An advantage of ethanol is that it can be extracted from crop waste giving two benefits. Firstly, the crop waste would not be burned as it would have been in the past, and secondly less fossil fuels would be used by cars. Similarly sugar cane can be grown specially for the ethanol it can generate since the carbon it releases when used in a car’s engine is carbon it adsorbed when it grew.
Almost all contemporary cars can be run on E10 fuel without any modification. If higher concentrations of ethanol are to be used then modification is usually necessary – for example, ethanol is much more corrosive and abrasive than petrol. Therefore ethanol in fuel will clean old deposits from the fuel lines and fuel tank and gunge up the fuel filter. When a car is converted to run on ethanol it needs to have its fuel filter changed very soon afterwards. Once the old deposits are gone, then fuel filters will need changing as often as the did before.

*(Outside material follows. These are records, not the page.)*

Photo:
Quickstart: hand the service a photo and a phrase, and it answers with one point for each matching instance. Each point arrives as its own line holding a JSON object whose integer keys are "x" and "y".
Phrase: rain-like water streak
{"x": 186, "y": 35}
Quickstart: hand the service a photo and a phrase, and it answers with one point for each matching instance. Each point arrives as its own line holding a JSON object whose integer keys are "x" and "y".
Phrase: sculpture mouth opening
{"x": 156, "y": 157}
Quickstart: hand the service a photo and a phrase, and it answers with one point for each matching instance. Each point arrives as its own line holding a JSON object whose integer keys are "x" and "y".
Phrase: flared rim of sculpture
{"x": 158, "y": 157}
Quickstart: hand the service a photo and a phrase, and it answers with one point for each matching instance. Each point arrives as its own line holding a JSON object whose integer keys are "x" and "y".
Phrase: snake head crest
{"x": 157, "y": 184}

With some modification petrol cars can be converted to run on pure ethanol. Since water and carbon dioxide are the only byproducts of combustion, it is polution free. Also it is now possible to buy alcohol fuel enabled cars with fuel injection technology that measures the oxygenate content of the fuel used and adjusts the air/fuel mix appropriately. If your car is not factory read ethanol burning then modications need to be made to the fuel line, carburetor (increased jet diameter of 40%), and ignition system (advance the timing of the engine, and replace spark plugs), plus an alcohol tank needs to be added (rather than putting alcohol in the old petrol tank).
It is of course also possible to convert other petrol powered vehicles to run on alcohol – for example, motorcycles, boats, farm machinery, and lawn mowers etc.